But the Hebrew Bible's very first word opens up a veritable mine
of speculative possibilities of this sort. That first word, translated "in the
beginning," is in Hebrew B'RASHITH. It
was either constructed with amazing ingenuity to express a
remarkable cosmographic conception or chanced to do just that by sheer
coincidence. The reader must first be reminded that in the ancient manuscripts
of the Biblical books the words were not separated and there were no vowels! It
is therefore permissible to separate the words in different ways and in doing so
some curious new readings come out as possibilities.
The initial B is a preposition meaning "in" and can be prefixed
to any noun or participial verb. RASH means head, so that B'RASH would
mean "in the head," "in his (God's) head," as the place where God "created the
heaven and the earth." Oddly enough it is precisely in God's head that the
creation started, as there were formed the archetypal ideas over the pattern of
which he shaped the creation. If B'RASHITH might be considered the overlapped
form of B'RASH-SHITH, it would read "in the head of the six" or "of the sixth,"
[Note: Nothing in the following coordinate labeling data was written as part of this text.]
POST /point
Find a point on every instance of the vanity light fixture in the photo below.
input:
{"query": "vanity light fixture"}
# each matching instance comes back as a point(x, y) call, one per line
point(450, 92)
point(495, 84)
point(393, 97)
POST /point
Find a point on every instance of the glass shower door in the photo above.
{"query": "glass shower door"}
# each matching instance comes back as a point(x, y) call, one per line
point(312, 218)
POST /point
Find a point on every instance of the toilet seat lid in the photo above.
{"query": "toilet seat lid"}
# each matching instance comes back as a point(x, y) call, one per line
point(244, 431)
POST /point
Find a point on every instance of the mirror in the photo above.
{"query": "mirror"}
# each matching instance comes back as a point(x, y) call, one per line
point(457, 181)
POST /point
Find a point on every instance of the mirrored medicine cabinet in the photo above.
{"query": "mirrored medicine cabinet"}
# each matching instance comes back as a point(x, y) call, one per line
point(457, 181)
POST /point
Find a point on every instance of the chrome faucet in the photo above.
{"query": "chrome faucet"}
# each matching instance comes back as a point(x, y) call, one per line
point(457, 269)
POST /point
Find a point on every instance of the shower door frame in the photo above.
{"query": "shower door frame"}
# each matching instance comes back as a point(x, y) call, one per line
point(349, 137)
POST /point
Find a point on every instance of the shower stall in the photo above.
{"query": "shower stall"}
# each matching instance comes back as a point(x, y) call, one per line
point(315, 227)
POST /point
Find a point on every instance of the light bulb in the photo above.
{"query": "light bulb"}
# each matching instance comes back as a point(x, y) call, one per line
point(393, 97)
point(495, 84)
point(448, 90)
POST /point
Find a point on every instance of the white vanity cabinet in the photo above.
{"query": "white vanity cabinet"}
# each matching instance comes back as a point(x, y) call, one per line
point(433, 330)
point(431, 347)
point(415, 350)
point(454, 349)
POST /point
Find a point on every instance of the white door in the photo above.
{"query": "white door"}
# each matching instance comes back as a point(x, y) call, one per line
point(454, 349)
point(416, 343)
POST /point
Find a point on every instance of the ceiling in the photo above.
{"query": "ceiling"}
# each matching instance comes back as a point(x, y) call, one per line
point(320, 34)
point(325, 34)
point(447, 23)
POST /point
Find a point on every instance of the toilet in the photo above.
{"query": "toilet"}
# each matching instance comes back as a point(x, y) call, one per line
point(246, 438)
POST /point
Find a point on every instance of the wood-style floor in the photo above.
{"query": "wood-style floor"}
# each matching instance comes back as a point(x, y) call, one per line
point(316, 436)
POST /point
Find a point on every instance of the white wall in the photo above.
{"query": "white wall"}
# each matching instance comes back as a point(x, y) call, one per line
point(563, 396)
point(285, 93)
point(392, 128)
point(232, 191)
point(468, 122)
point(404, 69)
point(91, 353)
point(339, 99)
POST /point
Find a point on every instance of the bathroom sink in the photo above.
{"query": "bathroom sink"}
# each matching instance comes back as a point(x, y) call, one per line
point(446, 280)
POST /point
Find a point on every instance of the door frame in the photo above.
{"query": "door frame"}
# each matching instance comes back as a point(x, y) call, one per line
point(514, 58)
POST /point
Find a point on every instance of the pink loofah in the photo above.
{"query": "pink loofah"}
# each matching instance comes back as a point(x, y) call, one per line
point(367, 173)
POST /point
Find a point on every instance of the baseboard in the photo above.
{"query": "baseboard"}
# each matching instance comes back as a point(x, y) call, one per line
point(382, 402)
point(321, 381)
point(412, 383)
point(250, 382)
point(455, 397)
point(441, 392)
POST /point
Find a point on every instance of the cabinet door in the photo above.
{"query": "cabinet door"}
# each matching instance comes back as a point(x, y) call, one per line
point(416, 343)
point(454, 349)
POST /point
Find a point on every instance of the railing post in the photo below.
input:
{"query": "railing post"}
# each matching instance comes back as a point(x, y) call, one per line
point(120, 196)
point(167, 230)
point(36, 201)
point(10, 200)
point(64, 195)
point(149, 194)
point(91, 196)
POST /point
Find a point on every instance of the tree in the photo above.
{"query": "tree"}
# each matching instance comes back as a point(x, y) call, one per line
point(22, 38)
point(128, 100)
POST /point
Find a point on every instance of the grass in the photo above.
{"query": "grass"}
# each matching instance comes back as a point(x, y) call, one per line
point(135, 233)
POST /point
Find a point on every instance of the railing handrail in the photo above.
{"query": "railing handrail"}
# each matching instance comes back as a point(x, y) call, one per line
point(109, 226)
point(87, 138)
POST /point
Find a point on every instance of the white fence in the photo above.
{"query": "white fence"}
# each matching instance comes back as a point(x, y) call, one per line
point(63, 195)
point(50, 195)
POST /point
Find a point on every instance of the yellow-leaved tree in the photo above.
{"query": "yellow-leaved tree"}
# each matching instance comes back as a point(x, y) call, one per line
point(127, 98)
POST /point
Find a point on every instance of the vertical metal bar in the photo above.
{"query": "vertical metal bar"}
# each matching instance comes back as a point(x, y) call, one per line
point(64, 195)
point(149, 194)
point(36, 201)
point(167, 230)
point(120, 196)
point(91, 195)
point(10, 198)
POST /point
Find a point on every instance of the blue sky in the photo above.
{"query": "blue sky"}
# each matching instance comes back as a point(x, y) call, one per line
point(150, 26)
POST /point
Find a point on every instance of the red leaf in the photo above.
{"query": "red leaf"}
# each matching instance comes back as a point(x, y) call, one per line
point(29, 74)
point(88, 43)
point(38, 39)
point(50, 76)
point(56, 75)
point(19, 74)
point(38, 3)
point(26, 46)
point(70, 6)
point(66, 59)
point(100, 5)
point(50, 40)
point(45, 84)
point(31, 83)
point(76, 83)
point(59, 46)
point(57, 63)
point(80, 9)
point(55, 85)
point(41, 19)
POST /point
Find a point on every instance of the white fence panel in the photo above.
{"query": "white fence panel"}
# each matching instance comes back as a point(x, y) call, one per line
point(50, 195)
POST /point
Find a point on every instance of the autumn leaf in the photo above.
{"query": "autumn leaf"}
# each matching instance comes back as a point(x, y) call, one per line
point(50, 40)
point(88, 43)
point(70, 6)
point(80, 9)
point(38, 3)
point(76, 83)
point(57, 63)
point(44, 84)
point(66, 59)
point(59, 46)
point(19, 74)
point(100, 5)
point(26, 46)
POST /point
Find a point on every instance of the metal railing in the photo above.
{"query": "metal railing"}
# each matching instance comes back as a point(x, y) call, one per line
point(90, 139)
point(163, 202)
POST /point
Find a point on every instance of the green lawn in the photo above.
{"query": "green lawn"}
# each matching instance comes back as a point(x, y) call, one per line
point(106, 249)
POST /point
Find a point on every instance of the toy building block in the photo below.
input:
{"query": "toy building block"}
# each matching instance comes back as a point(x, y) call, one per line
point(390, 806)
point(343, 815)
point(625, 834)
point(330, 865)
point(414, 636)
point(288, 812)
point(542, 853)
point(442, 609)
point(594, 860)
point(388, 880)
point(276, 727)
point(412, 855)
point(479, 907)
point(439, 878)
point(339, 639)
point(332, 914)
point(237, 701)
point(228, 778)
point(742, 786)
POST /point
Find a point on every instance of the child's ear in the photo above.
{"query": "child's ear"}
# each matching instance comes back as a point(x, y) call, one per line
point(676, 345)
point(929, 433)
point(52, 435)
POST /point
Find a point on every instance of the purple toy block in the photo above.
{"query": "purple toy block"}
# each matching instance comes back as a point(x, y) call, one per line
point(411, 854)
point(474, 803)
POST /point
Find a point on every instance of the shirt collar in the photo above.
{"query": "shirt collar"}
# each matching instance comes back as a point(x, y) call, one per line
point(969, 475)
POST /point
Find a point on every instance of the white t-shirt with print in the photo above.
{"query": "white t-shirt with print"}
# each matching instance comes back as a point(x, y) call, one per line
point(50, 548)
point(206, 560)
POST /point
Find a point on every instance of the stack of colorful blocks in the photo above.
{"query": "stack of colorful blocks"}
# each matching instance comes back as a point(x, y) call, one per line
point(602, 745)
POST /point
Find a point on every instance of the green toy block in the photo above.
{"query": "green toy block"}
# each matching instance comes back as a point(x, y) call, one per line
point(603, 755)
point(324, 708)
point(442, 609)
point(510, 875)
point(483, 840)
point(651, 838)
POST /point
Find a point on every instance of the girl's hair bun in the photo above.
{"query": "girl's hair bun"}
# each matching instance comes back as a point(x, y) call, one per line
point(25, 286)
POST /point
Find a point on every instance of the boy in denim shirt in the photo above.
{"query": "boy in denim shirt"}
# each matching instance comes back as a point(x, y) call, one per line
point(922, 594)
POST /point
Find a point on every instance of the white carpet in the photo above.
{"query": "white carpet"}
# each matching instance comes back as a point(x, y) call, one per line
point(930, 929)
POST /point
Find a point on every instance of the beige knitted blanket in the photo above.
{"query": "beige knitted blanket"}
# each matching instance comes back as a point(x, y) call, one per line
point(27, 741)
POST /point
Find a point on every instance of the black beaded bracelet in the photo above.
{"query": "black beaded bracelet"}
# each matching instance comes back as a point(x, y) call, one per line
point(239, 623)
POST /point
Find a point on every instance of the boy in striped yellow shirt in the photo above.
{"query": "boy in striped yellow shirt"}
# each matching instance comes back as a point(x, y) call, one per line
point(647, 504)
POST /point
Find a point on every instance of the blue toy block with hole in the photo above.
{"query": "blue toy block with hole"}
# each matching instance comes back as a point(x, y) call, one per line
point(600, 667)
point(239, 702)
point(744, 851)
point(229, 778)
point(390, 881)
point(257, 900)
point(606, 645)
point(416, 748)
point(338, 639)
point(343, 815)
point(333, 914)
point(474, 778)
and again it can be said (and the Zohar expressly does say it) that the
creation, emanating out of God's head, came to a head in the sixth formative
impulsion.
Then B'RASHITH is followed by the verb BARA, "he created." If we
take the B'RA for BARA (the vowels being wholly conjectural and indeterminable),
BARASHITH itself would read "he created six, or the sixth." The Zohar
gives this as a reading alternative. And it does in fact look as if this
first Hebrew word was designedly made up of the first letter with which the
creation truly begins, B, to indicate the beginning of the process, and the last
three letters, R, SH and TH, to spell out, as it were, a cosmic evolution
running clear through from beginning to end and so inscribed in the alphabet.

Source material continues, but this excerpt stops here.